There have always been vitriolic, small-minded people…but mostly we didn’t meet them
Yumi and I talked this out a bit. Pinnicky, petty types have lurked (and they definitely lurk) in every society. Largely they’d have to keep their putrid thoughts to themselves, or they’d be limited to small over-the-back-fence forums. This is because, mostly, our species don’t like pinicky, putrid pettiness up close. We shut it down - it ruins vibes and is not great from an evolutionary POV.

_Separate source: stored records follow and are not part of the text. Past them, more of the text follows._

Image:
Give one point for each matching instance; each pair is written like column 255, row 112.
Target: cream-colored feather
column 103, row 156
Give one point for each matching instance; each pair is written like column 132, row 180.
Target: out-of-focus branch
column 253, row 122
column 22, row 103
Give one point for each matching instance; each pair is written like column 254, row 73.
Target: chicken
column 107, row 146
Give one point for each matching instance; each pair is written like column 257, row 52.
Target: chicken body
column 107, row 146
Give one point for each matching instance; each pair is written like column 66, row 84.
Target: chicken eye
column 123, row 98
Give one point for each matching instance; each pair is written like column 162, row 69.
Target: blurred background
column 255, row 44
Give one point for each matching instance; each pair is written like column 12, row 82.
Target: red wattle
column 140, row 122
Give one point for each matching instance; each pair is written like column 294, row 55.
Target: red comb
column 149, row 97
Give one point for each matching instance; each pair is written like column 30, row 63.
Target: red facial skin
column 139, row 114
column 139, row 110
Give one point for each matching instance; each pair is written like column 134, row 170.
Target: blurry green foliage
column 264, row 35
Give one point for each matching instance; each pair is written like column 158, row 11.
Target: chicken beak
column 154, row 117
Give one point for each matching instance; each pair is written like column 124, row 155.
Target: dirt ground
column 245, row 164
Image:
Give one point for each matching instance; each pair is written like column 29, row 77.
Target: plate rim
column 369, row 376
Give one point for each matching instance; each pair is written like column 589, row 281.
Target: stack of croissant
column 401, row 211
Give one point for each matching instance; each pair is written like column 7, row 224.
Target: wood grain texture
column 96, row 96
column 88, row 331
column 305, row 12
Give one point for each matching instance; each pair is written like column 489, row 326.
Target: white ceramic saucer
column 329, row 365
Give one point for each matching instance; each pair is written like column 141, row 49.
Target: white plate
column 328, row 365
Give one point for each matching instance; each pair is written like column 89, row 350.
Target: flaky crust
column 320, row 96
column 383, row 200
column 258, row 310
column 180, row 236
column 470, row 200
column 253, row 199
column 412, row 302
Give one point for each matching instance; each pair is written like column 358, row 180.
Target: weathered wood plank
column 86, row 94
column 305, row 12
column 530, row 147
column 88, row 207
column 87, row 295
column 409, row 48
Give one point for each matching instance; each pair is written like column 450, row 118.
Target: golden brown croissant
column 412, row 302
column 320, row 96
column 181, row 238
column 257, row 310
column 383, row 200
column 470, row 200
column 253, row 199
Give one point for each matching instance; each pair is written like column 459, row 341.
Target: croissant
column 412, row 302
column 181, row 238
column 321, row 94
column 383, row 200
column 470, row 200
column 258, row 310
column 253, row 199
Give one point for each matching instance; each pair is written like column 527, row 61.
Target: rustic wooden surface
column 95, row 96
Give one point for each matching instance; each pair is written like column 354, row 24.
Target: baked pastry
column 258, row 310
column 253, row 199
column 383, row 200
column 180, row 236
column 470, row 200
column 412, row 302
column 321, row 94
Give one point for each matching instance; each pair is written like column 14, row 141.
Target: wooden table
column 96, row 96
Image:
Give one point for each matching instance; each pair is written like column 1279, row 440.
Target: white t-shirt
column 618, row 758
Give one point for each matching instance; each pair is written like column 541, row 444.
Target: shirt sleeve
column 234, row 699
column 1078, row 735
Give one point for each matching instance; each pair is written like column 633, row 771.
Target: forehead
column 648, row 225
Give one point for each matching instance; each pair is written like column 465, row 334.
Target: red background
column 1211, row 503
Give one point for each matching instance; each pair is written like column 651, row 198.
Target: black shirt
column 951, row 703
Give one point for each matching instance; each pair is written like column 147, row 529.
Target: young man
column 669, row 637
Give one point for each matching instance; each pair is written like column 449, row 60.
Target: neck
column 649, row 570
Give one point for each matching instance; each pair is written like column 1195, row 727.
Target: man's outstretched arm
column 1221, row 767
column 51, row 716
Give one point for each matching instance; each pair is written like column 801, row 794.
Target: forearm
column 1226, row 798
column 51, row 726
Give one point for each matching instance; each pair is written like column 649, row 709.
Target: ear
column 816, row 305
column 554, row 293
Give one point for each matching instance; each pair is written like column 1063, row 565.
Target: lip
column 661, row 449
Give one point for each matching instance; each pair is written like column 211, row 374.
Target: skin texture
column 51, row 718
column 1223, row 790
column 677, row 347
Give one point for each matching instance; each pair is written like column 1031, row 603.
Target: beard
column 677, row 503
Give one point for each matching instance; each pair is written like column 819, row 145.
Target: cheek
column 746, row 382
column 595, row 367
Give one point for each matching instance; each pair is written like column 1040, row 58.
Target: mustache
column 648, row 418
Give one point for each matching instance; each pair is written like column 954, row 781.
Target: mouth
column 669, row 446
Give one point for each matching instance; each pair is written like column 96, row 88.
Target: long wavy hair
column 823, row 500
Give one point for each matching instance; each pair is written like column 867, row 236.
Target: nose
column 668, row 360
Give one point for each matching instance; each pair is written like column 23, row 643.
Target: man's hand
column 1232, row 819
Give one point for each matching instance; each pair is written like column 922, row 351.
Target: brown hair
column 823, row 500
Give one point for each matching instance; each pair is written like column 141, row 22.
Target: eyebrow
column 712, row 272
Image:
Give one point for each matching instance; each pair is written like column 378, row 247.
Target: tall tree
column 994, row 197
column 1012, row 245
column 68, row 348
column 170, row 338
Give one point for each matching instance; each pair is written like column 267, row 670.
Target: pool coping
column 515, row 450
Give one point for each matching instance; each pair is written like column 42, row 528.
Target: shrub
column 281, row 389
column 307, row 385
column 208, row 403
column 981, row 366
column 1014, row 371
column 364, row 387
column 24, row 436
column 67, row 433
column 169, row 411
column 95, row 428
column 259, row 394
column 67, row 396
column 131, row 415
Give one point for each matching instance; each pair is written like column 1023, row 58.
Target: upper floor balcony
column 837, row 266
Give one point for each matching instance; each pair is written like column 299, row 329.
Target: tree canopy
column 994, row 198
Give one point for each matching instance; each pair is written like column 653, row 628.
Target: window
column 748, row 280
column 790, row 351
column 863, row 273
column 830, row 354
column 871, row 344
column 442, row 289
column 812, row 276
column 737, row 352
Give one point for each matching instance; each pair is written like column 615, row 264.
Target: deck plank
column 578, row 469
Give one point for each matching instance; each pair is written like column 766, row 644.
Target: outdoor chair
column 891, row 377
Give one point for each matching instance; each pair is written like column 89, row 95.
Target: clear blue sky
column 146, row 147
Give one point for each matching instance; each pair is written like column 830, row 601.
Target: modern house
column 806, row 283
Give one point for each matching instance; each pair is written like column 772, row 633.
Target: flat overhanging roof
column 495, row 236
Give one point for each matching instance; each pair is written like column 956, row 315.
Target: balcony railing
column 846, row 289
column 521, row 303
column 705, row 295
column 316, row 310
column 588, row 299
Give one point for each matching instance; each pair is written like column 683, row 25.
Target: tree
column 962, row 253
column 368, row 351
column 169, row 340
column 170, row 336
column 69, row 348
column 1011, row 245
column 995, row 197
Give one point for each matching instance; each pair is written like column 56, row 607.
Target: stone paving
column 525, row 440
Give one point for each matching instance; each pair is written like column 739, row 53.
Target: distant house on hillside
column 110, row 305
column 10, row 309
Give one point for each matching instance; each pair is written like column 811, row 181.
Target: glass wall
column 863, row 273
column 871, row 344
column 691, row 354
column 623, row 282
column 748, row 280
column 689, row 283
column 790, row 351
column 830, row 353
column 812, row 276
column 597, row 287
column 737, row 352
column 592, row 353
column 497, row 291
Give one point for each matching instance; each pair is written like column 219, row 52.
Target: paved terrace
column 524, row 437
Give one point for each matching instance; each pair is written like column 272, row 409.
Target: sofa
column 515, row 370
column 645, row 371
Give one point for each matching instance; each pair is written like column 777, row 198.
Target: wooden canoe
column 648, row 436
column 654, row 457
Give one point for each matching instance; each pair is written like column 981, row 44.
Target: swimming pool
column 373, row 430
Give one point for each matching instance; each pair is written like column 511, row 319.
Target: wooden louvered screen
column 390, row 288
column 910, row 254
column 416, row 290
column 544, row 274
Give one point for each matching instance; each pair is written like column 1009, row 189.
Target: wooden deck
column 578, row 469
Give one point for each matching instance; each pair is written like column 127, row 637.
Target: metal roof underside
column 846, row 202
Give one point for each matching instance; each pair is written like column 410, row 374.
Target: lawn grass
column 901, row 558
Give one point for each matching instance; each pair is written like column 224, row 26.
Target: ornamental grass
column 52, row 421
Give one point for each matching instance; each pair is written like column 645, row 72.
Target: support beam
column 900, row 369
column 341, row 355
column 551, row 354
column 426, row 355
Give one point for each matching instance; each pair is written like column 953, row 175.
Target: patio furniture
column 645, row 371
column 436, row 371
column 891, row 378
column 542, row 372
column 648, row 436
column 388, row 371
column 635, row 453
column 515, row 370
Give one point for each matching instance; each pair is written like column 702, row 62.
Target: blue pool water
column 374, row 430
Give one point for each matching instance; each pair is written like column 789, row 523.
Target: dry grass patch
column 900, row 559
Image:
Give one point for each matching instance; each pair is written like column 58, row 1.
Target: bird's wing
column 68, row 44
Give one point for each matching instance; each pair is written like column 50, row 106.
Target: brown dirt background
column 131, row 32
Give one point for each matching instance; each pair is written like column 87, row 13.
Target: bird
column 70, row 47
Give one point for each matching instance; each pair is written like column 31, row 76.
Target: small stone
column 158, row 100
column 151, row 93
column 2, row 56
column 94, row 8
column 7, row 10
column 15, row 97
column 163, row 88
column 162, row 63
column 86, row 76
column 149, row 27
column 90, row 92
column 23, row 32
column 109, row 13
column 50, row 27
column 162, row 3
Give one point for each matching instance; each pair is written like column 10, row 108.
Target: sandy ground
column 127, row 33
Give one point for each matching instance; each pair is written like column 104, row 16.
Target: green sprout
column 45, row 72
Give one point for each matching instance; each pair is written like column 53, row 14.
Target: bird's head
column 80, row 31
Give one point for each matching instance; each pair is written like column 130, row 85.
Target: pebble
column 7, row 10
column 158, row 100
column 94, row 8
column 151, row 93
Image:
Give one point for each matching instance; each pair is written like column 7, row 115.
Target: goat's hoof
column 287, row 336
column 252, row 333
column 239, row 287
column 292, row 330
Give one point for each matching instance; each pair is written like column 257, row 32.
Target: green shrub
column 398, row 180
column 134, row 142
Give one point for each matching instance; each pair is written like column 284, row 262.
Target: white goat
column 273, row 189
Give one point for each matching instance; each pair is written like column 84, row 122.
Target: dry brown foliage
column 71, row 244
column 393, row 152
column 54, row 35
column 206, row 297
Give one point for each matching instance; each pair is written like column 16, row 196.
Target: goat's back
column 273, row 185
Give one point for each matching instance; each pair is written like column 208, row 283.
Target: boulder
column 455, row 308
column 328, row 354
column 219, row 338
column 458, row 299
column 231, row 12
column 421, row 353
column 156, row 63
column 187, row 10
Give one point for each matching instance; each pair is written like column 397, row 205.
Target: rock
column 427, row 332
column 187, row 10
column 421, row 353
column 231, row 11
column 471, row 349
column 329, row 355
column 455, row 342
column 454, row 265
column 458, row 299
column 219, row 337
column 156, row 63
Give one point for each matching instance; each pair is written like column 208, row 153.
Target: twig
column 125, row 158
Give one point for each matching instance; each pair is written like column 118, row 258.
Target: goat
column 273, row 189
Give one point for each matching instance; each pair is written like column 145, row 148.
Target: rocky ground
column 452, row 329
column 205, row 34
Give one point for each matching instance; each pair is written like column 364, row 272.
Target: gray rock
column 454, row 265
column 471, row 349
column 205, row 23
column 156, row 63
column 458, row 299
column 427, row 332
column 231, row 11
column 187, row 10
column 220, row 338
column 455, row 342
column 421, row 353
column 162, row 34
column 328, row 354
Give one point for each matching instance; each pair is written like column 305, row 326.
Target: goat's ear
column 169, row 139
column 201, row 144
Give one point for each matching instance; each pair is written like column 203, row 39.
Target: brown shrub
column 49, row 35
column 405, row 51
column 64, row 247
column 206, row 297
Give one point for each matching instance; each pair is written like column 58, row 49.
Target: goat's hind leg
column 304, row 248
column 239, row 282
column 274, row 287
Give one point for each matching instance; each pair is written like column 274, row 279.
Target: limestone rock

But now, with (sigh) technology and social media, these people can spread their ugly thoughts far, fast and without the up-close filtering of a neighbours’ shunning. So not only do we have to hear from people we’d not otherwise, these offenders are not undergoing any kind of behaviour-modifying filtering back in their home counties. In other words, there aren’t necessarily more nasty people on the planet, it’s just that they are letting rip more of their nastiness and we all have to hear about it. Plus, their worse tendencies are being enabled and, we now know, actively encouraged by the algorithms.
I do know if Yumi and I met any of our trolls up close, they’d not only lack the courage to say what they sent us online, but I doubt they’d feel even a tenth of the ire that drove them to write what they did3.
So what’s going on? What drives?
Pile-onerers DON’T do their own research
I just interviewed
on Wild who’s published a book about mimetic desire, a theory that says none of us have our own desires, opinions or original tattoos.Instead, we are all - always - copying each other. The mimetic desire theory was developed by French philosopher Rene Girard who has suddenly turned hot with the tech bros (in part because Peter Thiel is very vocal about having been inspired by Girard when he became the first investor in Facebook) and, as the podcast chat shows, it can be used to explain so much of social behaviour today.
Luke talks to me about how mimetic desire explains why and how we get into conflict. It’s not because of our differences, it because we’re all mimicking each other back and forth, adhering to tribal belonging protocols.
So these disappointing humans don’t actually disagree with people like me and Yumi, they’re just…piling on.
Which is actually more disappointing.